$80m payday for fraudster
The Government has been ordered to pay almost $80 million to a man with dozens of fraud-related convictions after he languished in prison for six years and 11 months or 2,504 days in excess of his sentence mainly because of an administrative error by prison authorities.
The Supreme Court yesterday ordered that Ray Morgan be paid $60 million or an average $23,962 per day in compensatory damages, $10 million in vindicatory damages, and $9 million in special damages, ending a lawsuit he filed against the State.
The $9-million award for special damage is to cover legal costs he incurred to vindicate his constitutional rights.
Morgan has a lengthy criminal history dating back 33 years prior to 2011, including 72 previous convictions for offences such as fraud, larceny, and forgery. In 2022, he pleaded guilty to defrauding Jamaican international reggae singer Marcia Griffiths of approximately $4.8 million.
Justice Sonya Wint-Blair, who presided over a lawsuit filed by Morgan for breaches of his constitutional rights, noted that his excessive detention resulted from a failure of the State’s appeal mechanism.
She said the $10 million awarded for vindicatory damages was not meant to be punitive but must reflect the gravity of the breach and deter a recurrence.
“The unconstitutional detention in the present case is 2,504 days. That period is extraordinary. It plainly calls for a substantial award,” Wint-Blair wrote in her 16-page decision.
Morgan was convicted on February 7, 2011, before a then resident magistrate and sentenced the same day to consecutive prison terms totalling 12 years, according to a court transcript of his criminal case.

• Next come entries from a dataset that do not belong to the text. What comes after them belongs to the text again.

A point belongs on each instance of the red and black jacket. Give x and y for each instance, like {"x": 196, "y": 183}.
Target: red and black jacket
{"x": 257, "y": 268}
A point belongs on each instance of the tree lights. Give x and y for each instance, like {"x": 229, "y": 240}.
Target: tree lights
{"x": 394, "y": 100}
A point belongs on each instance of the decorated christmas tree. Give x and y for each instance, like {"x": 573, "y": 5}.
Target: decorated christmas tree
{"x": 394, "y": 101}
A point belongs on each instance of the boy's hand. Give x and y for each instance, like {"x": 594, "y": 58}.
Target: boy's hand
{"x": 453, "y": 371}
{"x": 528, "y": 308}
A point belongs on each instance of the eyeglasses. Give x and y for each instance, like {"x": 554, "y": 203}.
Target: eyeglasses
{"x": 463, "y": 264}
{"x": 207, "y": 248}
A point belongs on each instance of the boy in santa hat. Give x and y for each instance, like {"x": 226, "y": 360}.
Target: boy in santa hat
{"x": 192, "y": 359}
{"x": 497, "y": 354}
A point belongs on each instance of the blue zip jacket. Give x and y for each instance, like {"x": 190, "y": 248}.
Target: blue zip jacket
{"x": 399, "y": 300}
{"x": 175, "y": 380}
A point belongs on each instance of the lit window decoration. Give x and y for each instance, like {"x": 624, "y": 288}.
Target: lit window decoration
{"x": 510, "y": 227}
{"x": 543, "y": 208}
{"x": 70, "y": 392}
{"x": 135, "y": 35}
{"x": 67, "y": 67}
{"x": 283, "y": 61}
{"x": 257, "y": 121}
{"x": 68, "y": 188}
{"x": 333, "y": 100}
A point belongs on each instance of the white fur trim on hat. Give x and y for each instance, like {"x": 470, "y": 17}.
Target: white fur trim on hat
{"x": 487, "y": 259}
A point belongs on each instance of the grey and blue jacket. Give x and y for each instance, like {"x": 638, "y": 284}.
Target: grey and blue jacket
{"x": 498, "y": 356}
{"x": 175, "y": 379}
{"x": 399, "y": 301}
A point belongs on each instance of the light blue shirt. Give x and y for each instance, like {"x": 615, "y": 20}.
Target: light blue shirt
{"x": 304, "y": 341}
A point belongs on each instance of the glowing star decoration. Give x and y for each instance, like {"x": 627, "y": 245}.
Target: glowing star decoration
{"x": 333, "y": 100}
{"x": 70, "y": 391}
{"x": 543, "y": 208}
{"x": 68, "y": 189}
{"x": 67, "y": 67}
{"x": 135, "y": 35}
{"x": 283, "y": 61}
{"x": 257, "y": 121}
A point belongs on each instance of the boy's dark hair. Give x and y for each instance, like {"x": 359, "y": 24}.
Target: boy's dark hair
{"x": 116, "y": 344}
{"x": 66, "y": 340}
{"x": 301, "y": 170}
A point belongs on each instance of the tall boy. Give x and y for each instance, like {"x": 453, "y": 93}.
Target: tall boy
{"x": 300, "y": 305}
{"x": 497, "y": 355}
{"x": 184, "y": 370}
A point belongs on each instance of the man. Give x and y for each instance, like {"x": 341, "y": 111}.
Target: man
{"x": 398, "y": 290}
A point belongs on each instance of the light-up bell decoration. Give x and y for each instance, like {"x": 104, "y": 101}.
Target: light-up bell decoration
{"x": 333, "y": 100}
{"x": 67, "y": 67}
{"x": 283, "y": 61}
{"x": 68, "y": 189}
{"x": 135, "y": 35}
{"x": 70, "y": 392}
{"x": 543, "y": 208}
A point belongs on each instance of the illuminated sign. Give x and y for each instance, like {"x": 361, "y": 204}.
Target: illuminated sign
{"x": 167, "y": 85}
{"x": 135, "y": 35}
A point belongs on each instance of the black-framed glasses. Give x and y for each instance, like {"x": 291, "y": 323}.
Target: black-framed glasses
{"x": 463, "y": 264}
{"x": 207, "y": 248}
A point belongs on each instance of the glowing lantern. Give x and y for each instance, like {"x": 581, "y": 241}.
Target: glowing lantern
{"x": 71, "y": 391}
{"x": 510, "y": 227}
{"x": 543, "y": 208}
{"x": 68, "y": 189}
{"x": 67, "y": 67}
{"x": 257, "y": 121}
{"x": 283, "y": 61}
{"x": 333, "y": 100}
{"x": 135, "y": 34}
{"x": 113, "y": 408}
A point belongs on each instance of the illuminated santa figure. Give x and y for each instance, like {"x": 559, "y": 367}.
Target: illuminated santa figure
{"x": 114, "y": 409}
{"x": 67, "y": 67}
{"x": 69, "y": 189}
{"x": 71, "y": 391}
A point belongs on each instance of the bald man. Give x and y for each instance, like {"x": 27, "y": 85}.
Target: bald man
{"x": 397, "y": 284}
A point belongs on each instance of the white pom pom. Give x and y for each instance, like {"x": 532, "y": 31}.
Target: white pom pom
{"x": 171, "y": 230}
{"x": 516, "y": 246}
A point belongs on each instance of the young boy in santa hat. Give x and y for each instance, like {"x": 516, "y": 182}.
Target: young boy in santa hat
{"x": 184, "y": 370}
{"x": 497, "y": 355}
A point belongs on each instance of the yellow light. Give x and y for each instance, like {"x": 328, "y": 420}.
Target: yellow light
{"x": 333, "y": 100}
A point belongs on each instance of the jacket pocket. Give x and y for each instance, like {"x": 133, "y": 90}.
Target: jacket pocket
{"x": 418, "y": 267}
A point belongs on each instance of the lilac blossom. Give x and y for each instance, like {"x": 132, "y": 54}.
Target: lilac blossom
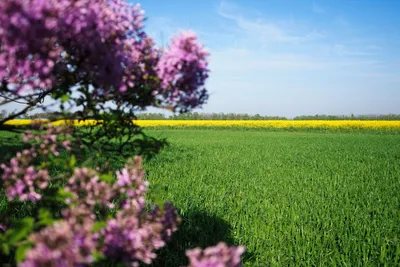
{"x": 101, "y": 42}
{"x": 183, "y": 71}
{"x": 88, "y": 190}
{"x": 61, "y": 244}
{"x": 132, "y": 236}
{"x": 21, "y": 179}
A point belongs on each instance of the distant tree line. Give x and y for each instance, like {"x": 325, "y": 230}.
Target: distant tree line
{"x": 388, "y": 117}
{"x": 220, "y": 116}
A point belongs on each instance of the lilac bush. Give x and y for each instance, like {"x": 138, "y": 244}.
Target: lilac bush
{"x": 92, "y": 56}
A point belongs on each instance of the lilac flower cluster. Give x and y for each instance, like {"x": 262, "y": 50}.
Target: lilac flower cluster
{"x": 102, "y": 42}
{"x": 183, "y": 71}
{"x": 131, "y": 236}
{"x": 62, "y": 244}
{"x": 87, "y": 190}
{"x": 219, "y": 256}
{"x": 21, "y": 179}
{"x": 97, "y": 37}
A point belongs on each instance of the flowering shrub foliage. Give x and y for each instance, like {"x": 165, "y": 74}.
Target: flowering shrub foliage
{"x": 94, "y": 57}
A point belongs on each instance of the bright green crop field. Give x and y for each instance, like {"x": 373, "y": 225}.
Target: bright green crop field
{"x": 292, "y": 199}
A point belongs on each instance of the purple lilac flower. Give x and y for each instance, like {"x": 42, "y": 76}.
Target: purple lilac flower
{"x": 88, "y": 190}
{"x": 133, "y": 236}
{"x": 103, "y": 42}
{"x": 219, "y": 256}
{"x": 130, "y": 182}
{"x": 61, "y": 245}
{"x": 21, "y": 180}
{"x": 183, "y": 71}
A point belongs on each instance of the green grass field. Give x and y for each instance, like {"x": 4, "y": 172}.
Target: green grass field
{"x": 298, "y": 199}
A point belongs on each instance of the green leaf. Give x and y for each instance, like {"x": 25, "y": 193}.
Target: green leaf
{"x": 98, "y": 226}
{"x": 62, "y": 195}
{"x": 21, "y": 251}
{"x": 45, "y": 217}
{"x": 72, "y": 161}
{"x": 65, "y": 98}
{"x": 21, "y": 230}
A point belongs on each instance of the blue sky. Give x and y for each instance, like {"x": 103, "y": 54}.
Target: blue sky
{"x": 293, "y": 57}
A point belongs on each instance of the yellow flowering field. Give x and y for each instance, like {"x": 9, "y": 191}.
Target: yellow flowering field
{"x": 279, "y": 124}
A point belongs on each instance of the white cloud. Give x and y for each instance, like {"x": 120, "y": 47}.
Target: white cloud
{"x": 265, "y": 31}
{"x": 317, "y": 8}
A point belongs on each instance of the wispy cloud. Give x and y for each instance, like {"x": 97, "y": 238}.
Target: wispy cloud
{"x": 265, "y": 31}
{"x": 317, "y": 8}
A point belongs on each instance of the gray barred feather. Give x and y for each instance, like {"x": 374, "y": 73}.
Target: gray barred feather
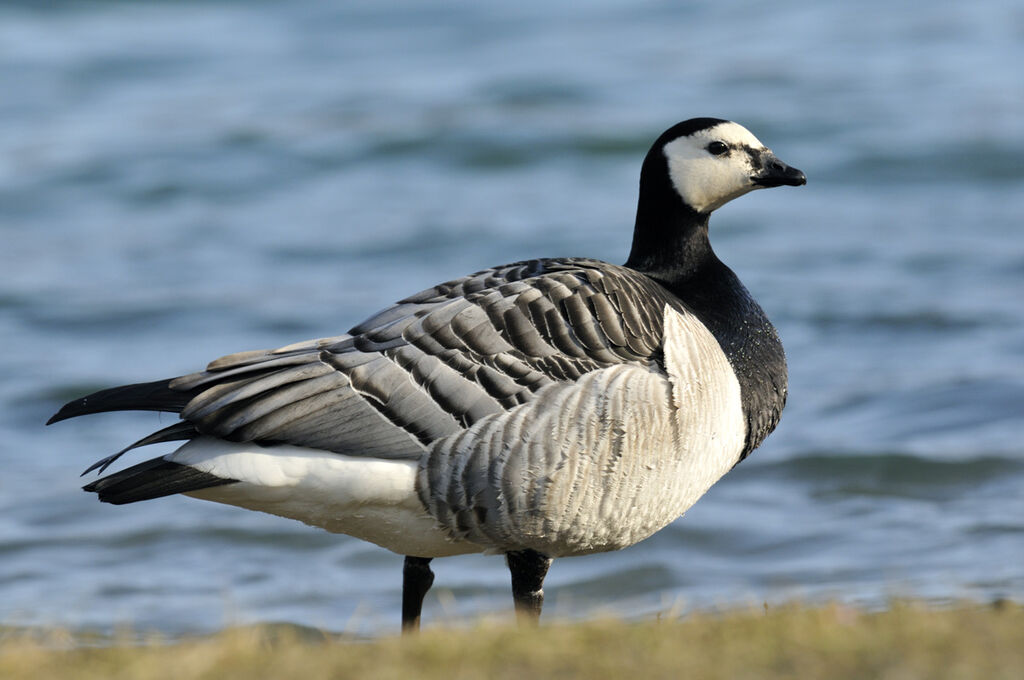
{"x": 597, "y": 464}
{"x": 435, "y": 363}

He immediately gave verbal notice of appeal against both the conviction and sentence.
The Judicature (Resident Magistrate) Act stipulates that an appeal must be submitted to a clerk of court within 21 days after the date of judgment.
NOT FILED CORRECTLY
However, the court transcript revealed that Morgan’s grounds for appeal against his sentence were not submitted to the clerk of court who handled his case though he did “everything reasonably possible” to ensure that.
Instead, the grounds of appeal were sent by prison authorities to the Registrar of the Court of Appeal, Jamaica’s second highest court.

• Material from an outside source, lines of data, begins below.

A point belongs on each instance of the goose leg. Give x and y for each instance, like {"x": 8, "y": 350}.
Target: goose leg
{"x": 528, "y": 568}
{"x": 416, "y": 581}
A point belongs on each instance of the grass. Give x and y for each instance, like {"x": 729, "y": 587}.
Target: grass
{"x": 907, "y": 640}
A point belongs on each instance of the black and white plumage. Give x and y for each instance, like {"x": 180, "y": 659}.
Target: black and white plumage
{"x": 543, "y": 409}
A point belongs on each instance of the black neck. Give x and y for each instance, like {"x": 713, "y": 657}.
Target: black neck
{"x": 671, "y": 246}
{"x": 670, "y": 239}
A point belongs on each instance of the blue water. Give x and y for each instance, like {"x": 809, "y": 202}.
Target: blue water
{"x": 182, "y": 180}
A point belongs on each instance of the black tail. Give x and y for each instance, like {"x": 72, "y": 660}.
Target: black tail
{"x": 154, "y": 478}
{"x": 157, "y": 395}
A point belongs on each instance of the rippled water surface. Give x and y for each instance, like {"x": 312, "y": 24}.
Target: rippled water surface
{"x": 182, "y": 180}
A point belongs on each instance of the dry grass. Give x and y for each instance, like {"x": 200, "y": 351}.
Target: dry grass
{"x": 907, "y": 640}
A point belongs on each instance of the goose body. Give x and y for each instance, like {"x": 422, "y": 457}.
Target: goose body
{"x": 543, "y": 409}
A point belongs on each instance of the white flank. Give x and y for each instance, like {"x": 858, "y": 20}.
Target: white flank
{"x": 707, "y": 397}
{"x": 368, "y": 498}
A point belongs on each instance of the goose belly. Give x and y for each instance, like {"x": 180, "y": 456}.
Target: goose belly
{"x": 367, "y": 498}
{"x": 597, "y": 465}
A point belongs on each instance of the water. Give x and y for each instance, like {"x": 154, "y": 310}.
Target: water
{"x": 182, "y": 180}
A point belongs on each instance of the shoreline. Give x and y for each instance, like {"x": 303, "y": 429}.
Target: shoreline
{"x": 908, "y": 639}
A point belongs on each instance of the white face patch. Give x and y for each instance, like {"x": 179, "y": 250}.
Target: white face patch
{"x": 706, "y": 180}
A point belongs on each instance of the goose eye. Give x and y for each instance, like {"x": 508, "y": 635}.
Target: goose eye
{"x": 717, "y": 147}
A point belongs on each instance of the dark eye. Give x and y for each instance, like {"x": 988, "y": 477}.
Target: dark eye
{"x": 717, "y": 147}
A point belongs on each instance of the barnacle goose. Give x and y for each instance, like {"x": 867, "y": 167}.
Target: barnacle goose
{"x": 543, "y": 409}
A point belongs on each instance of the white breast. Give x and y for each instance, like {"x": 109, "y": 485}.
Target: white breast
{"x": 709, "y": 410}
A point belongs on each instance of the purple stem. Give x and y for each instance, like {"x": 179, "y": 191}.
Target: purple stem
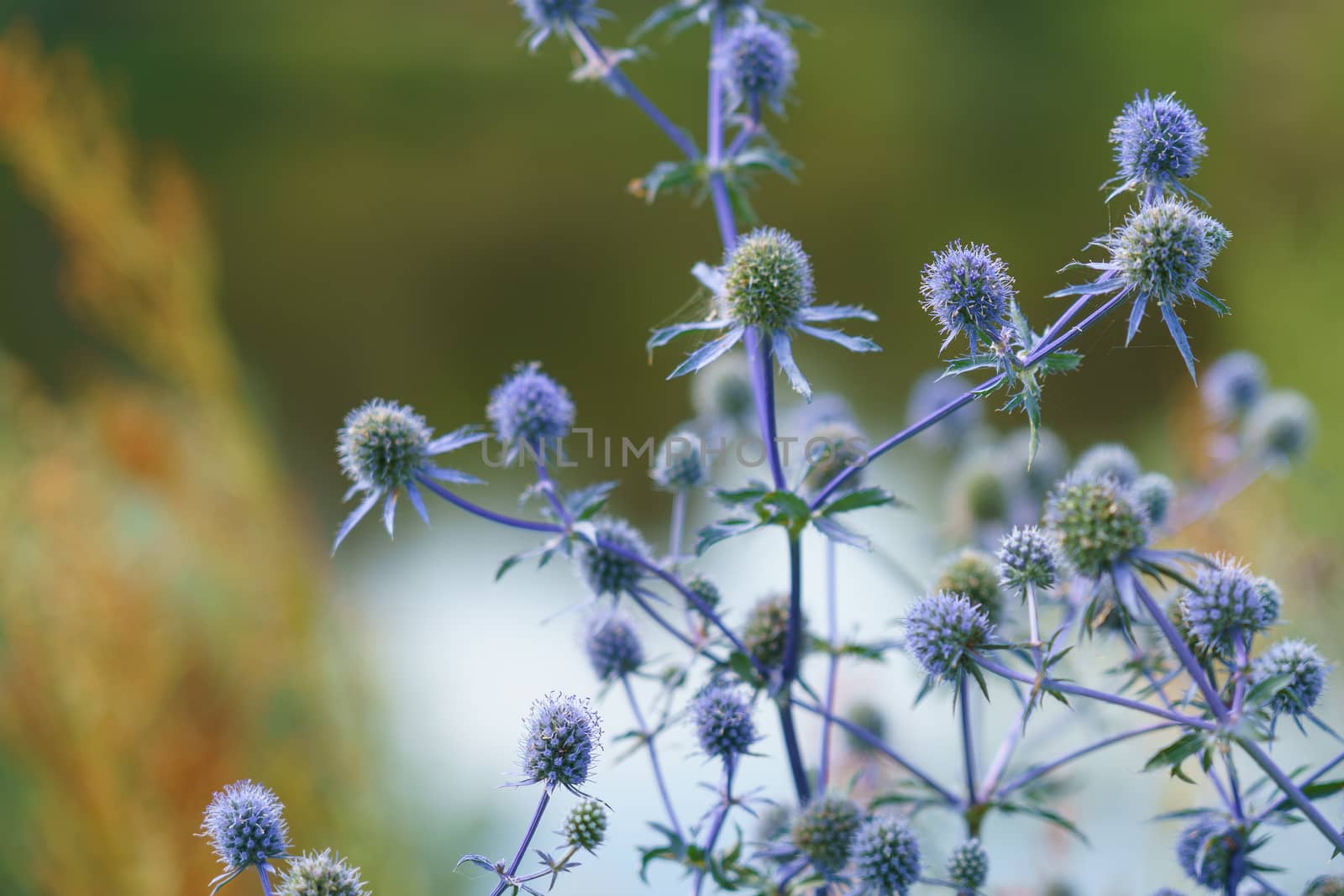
{"x": 877, "y": 743}
{"x": 625, "y": 87}
{"x": 1099, "y": 694}
{"x": 1037, "y": 772}
{"x": 654, "y": 755}
{"x": 528, "y": 841}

“Accordingly, they were not filed with the clerk of court with the consequence ... that the appellant was deemed to have abandoned his appeal against sentence,” the transcript read.
Morgan was first informed of the administrative error six years later in 2017 but was not told that he was deemed to have abandoned the appeal.
By the time the Court of Appeal took up the case on July 7, 2021, he had already completed the consecutive sentence imposed by the lower court.
Fourteen days later, the Court of Appeal gave its decision, affirming that Morgan was deemed to have abandoned his legal challenge because the grounds were not filed with the clerk of court and decided against exercising the discretion allowed in law to still hear the case.
It said hearing the appeal would be “an academic exercise” since Morgan had already served the sentence and that given the passage of time, it would not be in the interest of justice to try and dig up the records from his trial.
However, following a legal challenge by Morgan’s attorneys, Jamaica’s highest court, the Judicial Committee of the Privy Council, based in the United Kingdom, found that “a serious miscarriage of justice had occurred in all the circumstances” and sent the case back to the Court of Appeal for a hearing.
The Court of Appeal subsequently ruled that the then magistrate judge who handled Morgan’s case erred in imposing consecutive sentences totalling 12 years and slashed it to four years and six months.
The ruling meant that Morgan spent 6.8 years or 2,504 days “excess imprisonment”, Wint-Blair noted in her written decision.
She noted, too, that the Attorney General’s Department, the principal legal adviser to the Government, did not challenge the breach of his right to liberty.
“I agree that there can be no challenge to that infringement as it is plain that the machinery of appellate review malfunctioned,” the judge said.